*Editor’s Note: This story has been corrected with the correct name of the Natural Resources Defense Council.
SANTA FE, N.M. (KRQE) – New Mexico is on a path to a cleaner environment. It’s a priority legislators and the governor have been working towards for years. Now, lawmakers are debating one way to help: covering the cost of stripper well cleanup.
Stripper wells are oil and gas wells nearing the end of their life. House Bill 350, sponsored by a trio of Republican legislators, would give a tax credit to companies that install vapor recovery units on their stripper wells. These units help prevent the release of greenhouse gases.
“The purpose of this bill is trying to address small operators, small stripper wells, giving them a tax credit of $12,000 to address emissions coming from stripper wells across New Mexico,” bill co-sponsor Rep. James G. Townsend (R-Chaves, Eddy & Otero) told the House Taxation and Revenue Committee on Wednesday, March 1.
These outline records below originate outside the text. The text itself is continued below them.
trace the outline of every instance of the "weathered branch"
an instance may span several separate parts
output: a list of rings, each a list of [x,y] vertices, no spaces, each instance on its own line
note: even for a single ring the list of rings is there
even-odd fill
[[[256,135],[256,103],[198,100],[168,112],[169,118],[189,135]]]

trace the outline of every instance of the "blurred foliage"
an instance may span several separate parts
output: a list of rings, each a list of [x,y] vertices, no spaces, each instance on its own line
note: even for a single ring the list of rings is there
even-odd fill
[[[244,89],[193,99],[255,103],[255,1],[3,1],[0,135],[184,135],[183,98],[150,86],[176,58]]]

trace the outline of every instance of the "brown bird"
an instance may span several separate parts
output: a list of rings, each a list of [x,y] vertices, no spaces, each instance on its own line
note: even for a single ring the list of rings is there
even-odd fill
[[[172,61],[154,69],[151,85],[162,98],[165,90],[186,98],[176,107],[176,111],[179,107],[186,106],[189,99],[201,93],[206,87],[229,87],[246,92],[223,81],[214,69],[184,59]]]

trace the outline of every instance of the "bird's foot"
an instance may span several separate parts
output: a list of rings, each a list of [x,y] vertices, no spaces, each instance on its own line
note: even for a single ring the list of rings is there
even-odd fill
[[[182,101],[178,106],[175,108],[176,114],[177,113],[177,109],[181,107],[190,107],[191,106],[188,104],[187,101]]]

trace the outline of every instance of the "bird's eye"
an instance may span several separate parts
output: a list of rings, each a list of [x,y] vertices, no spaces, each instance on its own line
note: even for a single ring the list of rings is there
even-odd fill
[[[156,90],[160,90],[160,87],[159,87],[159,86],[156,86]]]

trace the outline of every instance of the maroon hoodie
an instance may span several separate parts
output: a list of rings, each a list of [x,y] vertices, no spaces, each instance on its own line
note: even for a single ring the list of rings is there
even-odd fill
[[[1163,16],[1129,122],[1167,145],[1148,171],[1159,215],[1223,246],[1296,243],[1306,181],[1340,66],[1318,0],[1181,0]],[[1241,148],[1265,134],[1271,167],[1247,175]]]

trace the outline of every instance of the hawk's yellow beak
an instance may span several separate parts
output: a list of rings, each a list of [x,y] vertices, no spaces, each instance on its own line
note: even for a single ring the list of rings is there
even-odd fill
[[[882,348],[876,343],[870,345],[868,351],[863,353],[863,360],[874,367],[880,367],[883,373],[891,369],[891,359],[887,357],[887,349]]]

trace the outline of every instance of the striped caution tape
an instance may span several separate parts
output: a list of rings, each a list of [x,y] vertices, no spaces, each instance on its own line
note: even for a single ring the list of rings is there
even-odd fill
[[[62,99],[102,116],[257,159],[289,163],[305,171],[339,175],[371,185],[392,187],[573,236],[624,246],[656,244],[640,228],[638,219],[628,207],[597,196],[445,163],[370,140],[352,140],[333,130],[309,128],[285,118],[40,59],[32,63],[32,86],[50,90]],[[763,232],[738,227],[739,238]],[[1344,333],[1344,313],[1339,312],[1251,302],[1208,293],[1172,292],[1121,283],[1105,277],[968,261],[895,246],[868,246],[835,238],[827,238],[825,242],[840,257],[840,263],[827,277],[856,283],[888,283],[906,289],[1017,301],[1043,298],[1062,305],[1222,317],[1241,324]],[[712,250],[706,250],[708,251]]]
“About 15% of our state’s revenue comes from these small producing wells,” Townsend added. And if the state is going to spend money to improve the environment, this is a reasonable way to do that, Townsend said.
But several lobbyists spoke against the bill. “The bill suggests that taxpayers should pay for the compliance of an industry that has [created] and continues to create hazardous waste,” said Charles Goodmacher, representing Natural Resources Defense Council. “It’s not fair to taxpayers.”
Rep. Jason C. Harper (R-Rio Rancho) defended the bill, saying that the bill is well put together. Harper then criticized environmental advocates: “Their number one mission is not the environment. It’s to destroy the oil and gas industry.” He noted that the legislature gives tax credits to renewable energy, so why not oil?
Not all lawmakers were on board with the idea though; some expressed concern that a tax credit would only prolong the state’s reliance on oil and slow the transition to renewable energy.
Following the debate, the committee ultimately decided to table the bill. That doesn’t mean the idea can’t be revived, but it does mean the chance of the bill becoming law any time soon is small.